- The Washington Times - Friday, July 1, 2022

The Supreme Court’s decision curbing the Environmental Protection Agency’s authority to combat climate change has the Biden administration scrambling to determine how it can still achieve the president’s goals to slash greenhouse gas emissions in half by the end of the decade.

While the EPA’s power was reduced, the agency still has tools at its disposal to slow a warming planet. And although the high court determined the EPA could not impose emissions regulations on the entire energy industry, it still has the ability to regulate individual power plants.  

In a 6-3 ruling last Thursday, the high court dealt a crushing blow to President Biden’s climate change agenda by siding with 19 Republican-led states that the EPA lacked the broad authority under the Clean Air Act to crack down on emissions from the power industry. Congress has not given the EPA that authority, the conservative justices concluded.



The EPA after the ruling said it would release a new proposed carbon rule for power plants by early next year.

The agency still has many tools to fight climate change, said Eric Schaeffer, of the Environmental Integrity Project and a former director of civil enforcement at the agency. The agency could speed up a new rule limiting carbon pollution from power plants, make long-overdue updates to standards on toxic discharges from the plants and move faster to crack down on leaks of methane in natural gas as the Biden administration has promised. 

Mr. Biden has pledged to cut the nation’s greenhouse gas emissions in half by the end of the decade and to have an emissions-free power sector by 2035.

Other experts told the Associated Press that Mr.
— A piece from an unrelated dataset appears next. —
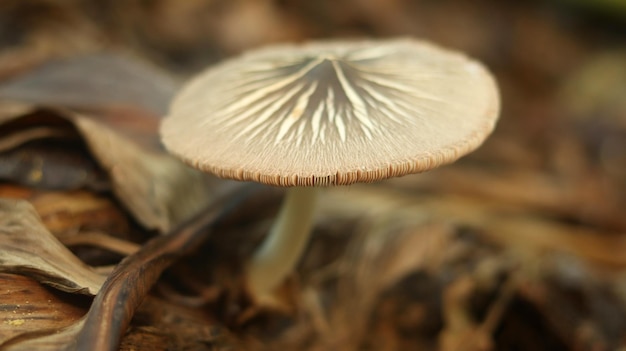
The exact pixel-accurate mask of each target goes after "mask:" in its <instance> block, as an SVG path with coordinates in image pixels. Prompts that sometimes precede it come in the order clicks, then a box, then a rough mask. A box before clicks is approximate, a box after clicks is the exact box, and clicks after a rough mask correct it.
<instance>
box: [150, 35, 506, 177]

Biden could push through targeted emission-cutting measures. Or California and other blue states could roll out their own climate actions.

Still, analysts predict that — with or without new government regulations — the energy industry will continue to move away from coal as a fuel source and toward renewables, especially as the transition becomes increasingly affordable.

S&P Global Commodity Insights said in a note to investors Friday that it expects major progress on ditching coal for greener fuel sources in the coming years.

“We expect coal plants to continue retiring in the United States independent of new federal policies, with coal’s share of U.S. installed capacity dropping to 5% by 2030, down from 30% a decade ago,” said Xizhou Zhou, vice president of global power and renewables at S&P Global.

Roughly 28% of the coal-fired capacity currently in the U.S. will be retired by 2035, according to the Energy Information Administration, the data and research arm of the Department of Energy. About 100 gigawatts of coal capacity has been retired since 2002, or nearly half of the current total capacity.

Coal produces more carbon dioxide emissions than any other source of energy.

Many coal plants are transitioning to natural gas, which accounted for 37% of the nation’s electricity generation last year compared to coal’s 22.5%, according to the Energy Information Administration. While natural gas is far cleaner than coal, it is responsible for potent methane leaks, an issue that is receiving fresh attention with spending from last year’s bipartisan infrastructure law being used to try to limit those leaks.

Wind and solar are expected to continue growing, with analysts projecting energy capacity from renewable sources to double by 2030. Last year, wind and solar accounted for 12% of electricity production.

“Wind and solar growth is expected to accelerate even absent new federal regulations, supported by state mandates, corporate decarbonization ambitions and market fundamentals,” said Patrick Luckow, director of North American power and renewables at S&P Global.

This article is based in part on wire service reports.